Po wojnie Oyama trenował w Goju-Ryu u Nei-Chu So, Koreańczyka, który pochodził z tej samej prowincji, w której urodził się Oyama. So nauczał również filozofii i spirytualizmu oraz nawrócił go na sektę buddyzmu Nichiren.
Oyama wdawał się również w bójki z amerykańskimi żołnierzami stacjonującymi w Japonii. Po odbyciu służby i stracie przyjaciół w czasie wojny, Oyama żywił wiele niechęci do amerykańskich żołnierzy.
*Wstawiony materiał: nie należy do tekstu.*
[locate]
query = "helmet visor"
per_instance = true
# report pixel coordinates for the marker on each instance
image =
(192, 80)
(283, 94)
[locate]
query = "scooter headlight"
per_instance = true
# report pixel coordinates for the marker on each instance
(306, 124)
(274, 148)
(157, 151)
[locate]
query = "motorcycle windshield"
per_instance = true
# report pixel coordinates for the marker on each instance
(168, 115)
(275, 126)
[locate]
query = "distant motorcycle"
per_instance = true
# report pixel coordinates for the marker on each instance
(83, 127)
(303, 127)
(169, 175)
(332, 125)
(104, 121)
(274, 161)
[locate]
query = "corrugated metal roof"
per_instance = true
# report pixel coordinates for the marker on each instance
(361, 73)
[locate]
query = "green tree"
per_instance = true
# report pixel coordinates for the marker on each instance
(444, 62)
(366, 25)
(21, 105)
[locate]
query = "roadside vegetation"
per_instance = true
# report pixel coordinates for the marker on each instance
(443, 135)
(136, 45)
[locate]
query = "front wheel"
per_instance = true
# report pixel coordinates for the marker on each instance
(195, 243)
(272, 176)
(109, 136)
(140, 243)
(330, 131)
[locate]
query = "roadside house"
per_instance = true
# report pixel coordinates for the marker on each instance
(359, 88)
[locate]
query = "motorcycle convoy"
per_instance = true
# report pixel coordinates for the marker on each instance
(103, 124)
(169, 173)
Pewnej nocy, podczas lokalnego konkursu tańca, Oyama natknął się na mężczyznę napastującego kobietę i podjął interwencję. Mężczyzna był podejrzany o morderstwo i miał historię innych przestępstw, a kiedy stanął przed nim, wyciągnął nóż i zaatakował. Oyama bronił się i jednym ciosem w głowę zabił mężczyznę. Chociaż naoczni świadkowie potwierdzili, że było to w obronie własnej i uzasadnione, wydarzenie to było druzgocące dla Oyamy. Jeszcze gorsze było to, że dowiedział się, że człowiek, którego zabił miał żonę i dzieci. Porzucił treningi sztuk walki i przeniósł się na farmę tej kobiety. Pracował tam przez kilka miesięcy, dopóki nie poradziła sobie z prowadzeniem jej sama i dopóki nie obarczyła go odpowiedzialnością za śmierć swojego męża.
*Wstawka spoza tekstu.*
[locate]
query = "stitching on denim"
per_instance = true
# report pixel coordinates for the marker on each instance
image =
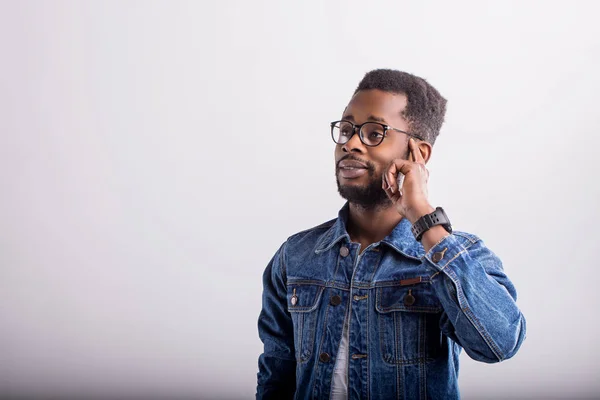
(283, 267)
(472, 318)
(423, 327)
(490, 342)
(377, 262)
(368, 358)
(324, 330)
(454, 258)
(300, 336)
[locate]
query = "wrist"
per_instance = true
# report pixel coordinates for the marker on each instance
(418, 212)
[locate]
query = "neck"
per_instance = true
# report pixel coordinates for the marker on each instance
(368, 226)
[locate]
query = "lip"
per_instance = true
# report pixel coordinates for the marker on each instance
(350, 172)
(351, 164)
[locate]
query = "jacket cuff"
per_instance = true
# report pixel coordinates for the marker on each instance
(444, 252)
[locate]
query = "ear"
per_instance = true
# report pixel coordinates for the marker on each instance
(425, 149)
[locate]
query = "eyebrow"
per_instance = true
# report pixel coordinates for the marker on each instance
(371, 118)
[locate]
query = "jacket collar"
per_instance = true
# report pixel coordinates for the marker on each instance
(400, 238)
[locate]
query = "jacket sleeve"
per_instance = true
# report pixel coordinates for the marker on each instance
(276, 378)
(479, 301)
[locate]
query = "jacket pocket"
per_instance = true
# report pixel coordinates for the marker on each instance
(303, 301)
(408, 320)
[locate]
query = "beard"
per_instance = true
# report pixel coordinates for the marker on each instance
(369, 196)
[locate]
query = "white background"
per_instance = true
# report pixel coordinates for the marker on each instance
(154, 155)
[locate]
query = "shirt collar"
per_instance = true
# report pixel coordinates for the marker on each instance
(400, 238)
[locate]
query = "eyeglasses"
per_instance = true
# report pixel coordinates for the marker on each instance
(370, 133)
Poświęcając swoje życie Karate
Kiedy Mas Oyama powrócił do karate, odkrył, że jego życie nie ma innego celu. Miał problemy prawne z powodu walk z personelem wojskowym i ulicznymi bandytami. Przypadkowo zabił człowieka w czasie starcia. Jego kariera wojskowa zakończyła się wraz z końcem II wojny światowej i została zastąpiona tym samym hańbą, którą wielu Japończyków odczuwało wraz z porażką ich kraju. To właśnie w tym czasie Nei-Chu So przekonał go, że powinien oficjalnie poświęcić swoje życie Karate.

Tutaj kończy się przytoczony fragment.